Back Story: Application Running in the AWS Cloud
PointInFact runs a SaaS service. Internally this results in a multi-tenant service where each customer has his own instance of the application he subscribes to. All of these applications and services are hosted in Amazon’s EC2 Cloud where they dynamically create new application environments and offload some functionality to AWS by using the provided services. As a SaaS business, customer satisfaction is very important to them, as a consequence they monitor all applications and services centrally and from an end-user server-side perspective with Dynatrace.
After one deployment, the APM solution informed the operations team that user experience was degrading. A look at the Geographical distribution showed them that this was not a localized phenomenon, but worldwide.
Notice all the red circles in the above screenshot. Each red circle indicates frustrated users. One particular interesting fact in this dashboard is that the average web page response time (upper right corner) remains stable and well below the one-second mark. This means that the system in general is still running fine and not in general melt down mode. However it also shows why it is not good to rely on averages for actual monitoring and why server-side response times alone are not enough. Your end-users are at the edge, around the world, and not sitting next to one of Amazon’s data centers!
The next thing that the operations team did was look at the application flow. They were hoping for something big to show up immediately, but nothing much out of the ordinary showed up.
This is not really surprising; they were looking at an application flow overview of about half a million transactions – the averaging effect in full action.
The interesting takeaway however was although user experience suffered across the board; it could not be attributed to a general melt down of the environment. It was time to look at specific transaction types and their baselines.
In the dashboard above, the marked and highlighted upper right chart shows that one particular service call in the application was off the charts! The Dashboard also shows that at the same time the CPU (lower left corner) of one of their servers was exhausted. Were the two events related even though they occurred on different hosts? A detailed look at the offending request type revealed something very interesting.
The highlighted chart in the middle shows the CPU distribution of the offending service calls. CPU was spiking and the root cause could be attributed to XML processing and subsequent XSL transformations. This is indicated by the yellow and blue bars which represent XML and XSL processing respectively. This was the reason for the CPU exhaustion noticed earlier.
However having determined the likely root cause for the slow down the PointInFact team took a step back and asked which users and documents were impacted by this.
This was very important for two reasons. First, it allowed them to be proactive with their own users who experienced slowdowns. Second, it further isolated the real problem area.
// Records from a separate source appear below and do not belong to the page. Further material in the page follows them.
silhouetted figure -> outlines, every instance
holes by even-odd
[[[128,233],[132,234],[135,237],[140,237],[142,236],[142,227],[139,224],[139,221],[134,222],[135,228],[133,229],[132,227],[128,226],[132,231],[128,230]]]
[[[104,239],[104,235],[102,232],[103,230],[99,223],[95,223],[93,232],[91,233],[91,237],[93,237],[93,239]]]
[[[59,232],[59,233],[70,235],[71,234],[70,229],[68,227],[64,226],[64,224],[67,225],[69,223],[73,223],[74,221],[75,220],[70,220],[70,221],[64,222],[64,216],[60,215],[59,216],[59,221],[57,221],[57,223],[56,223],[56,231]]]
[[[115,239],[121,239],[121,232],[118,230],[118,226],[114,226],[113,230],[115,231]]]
The Performance Bottleneck That Should Not Be
Now that the trigger for the slowdown was revealed, the performance team looked into the root cause. When looking at the Transaction Flow for the impacted business transactions two things stood out.
One can see that most of the response time is spent in the document request service (lower right corner). In addition, they knew from the previous dashboard that the Application tier consumed a lot of CPU in the XML/XSLT processing. The conclusion to the performance team was clear, Caching did not work!
To understand this, we need to know that the document requests and subsequent transformations should only happen once per document. After that, all follow-up requests should take the result from the Cache. PointInFact is leveraging the memcached-compliant AWS ElastiCache for this purpose. What the analysis revealed was that the same document was transformed many times, hence caching was not working!
The obvious conclusion was that there was a problem with ElastiCache. As this was a third-party component, the customer needed more information before approaching Amazon with support requests. Thanks to their APM strategy they had sufficient insight into their usage of ElastiCache in production. This turned out to be very good, because otherwise opening a support ticket for ElastiCache would not only have been time consuming, it would have also been futile as we shall see!
Do or Do Not Cache, There Is No Try…
In an attempt to get more information about the caching problem, the customer identified the real root cause. While each of the offending document requests was doing a cache lookup upfront, none of them put the result in the cache afterwards! There was no problem with the cache; it simply was not being used!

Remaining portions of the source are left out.